There was a big hubbub when ChatGPT was released publicly (around the same time as the article above) about unexplainable abilities. Since then, more rational minds have pointed out that those are easily explainable, and in many cases are predictable as well.

Maybe there’s something I’m not aware of that still cannot be explained. But to the best of my knowledge, that “unexplainable” thing was breathless hype by people who didn’t know what they were talking about, or by media who misinterpreted what knowledgeable people were saying.

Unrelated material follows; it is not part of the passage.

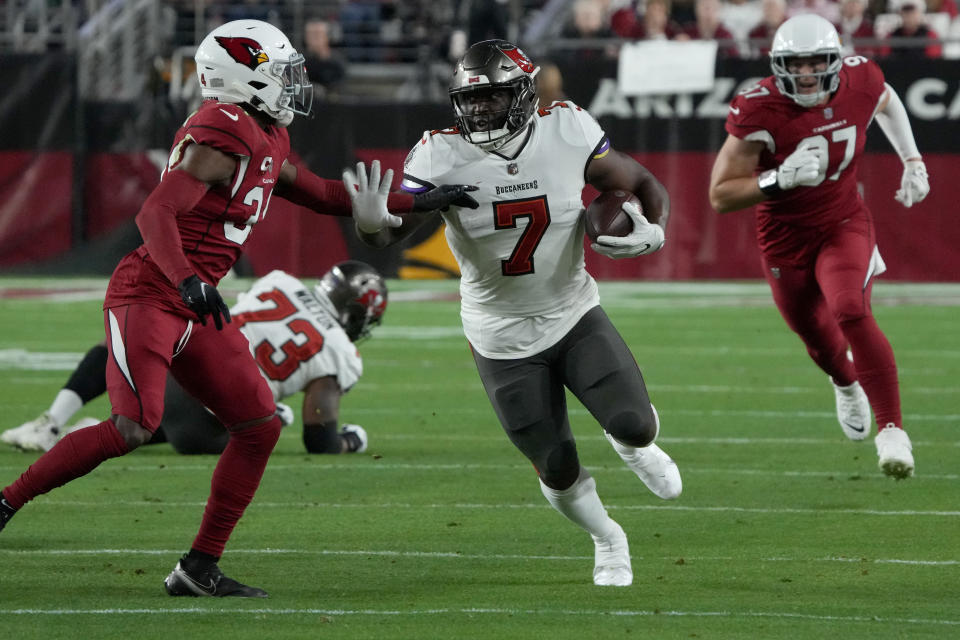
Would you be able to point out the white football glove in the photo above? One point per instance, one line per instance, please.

2025 Emergent Abilities in Large Language Models: A Survey (Berti, Giorgi & Kasneci, 2025) Emergent Mind+1 A comprehensive survey that: reviews definitions of “emergent abilities”, summarizes which capabilities have been reported (reasoning, in-context learning, code generation, problem solving), and critically examines under what conditions these appear (scaling, pretraining loss, prompting, quantization, etc.). Emergent Mind+1

2025 LLMs and Emergence: A Complex Systems Perspective (Krakauer, Krakauer & Mitchell, 2025) Emergent Mind Frames emergence in LLMs through a complex-systems lens. Examines whether emergent capabilities reflect genuine emergent intelligence (with internal coarse-grained representations), rather than just scaling artifacts. Provides conceptual clarity about different kinds of “emergence.” Emergent Mind

2025 Emergent Abilities of Large Language Models under Continued Pre‑training for Language Adaptation (Elhady, Agirre & Artetxe, ACL 2025) ACL Anthology+1 Empirical work showing that emergent abilities can arise (or shift) when LLMs undergo continued pre-training (CPT) for language adaptation — even when the original model was English-centric. This speaks to the dynamics of emergence under distribution shift. ACL Anthology+1

2025 Emergent Response Planning in LLM (Dong et al., 2025) arXiv Presents evidence that LLMs’ hidden representations encode “future outputs beyond the next token” — structural and content attributes of full responses — suggesting a form of emergent planning behavior. This challenges the simplistic view of LLMs as only “next-token predictors.” arXiv

2024 Understanding Emergent Abilities of Language Models from the Loss Perspective (2403.15796v3) Emergent Mind Rather than tying emergent abilities strictly to model scale, this work studies them through the lens of pre-training loss: it shows that models with similar pre-training loss — even if different in size — can have comparable downstream performance, indicating that emergent abilities may depend more on loss dynamics than model size per se. Emergent Mind

2024 Are Emergent Abilities in Large Language Models just In‑Context Learning? (Lu et al., ACL 2024) ACL Anthology+1 A critical study challenging the emergent-abilities narrative: through extensive experiments, argues that many purported “emergent abilities” may be explained by in-context learning, model memory, and linguistic knowledge rather than some scale-driven jump in capability. Raises caution about overinterpreting “emergence.” ACL Anthology+1

Does this really support your assertion, DrWolfpup?

It supports the assertion that emergent properties are not well understood and there are conflicting explanations for them. The most commonly accepted hypothesis is that they arise as a function of scale, specifically, the size of the ANN and the number of parameters, which in GPT-5 are believed to number in the trillions.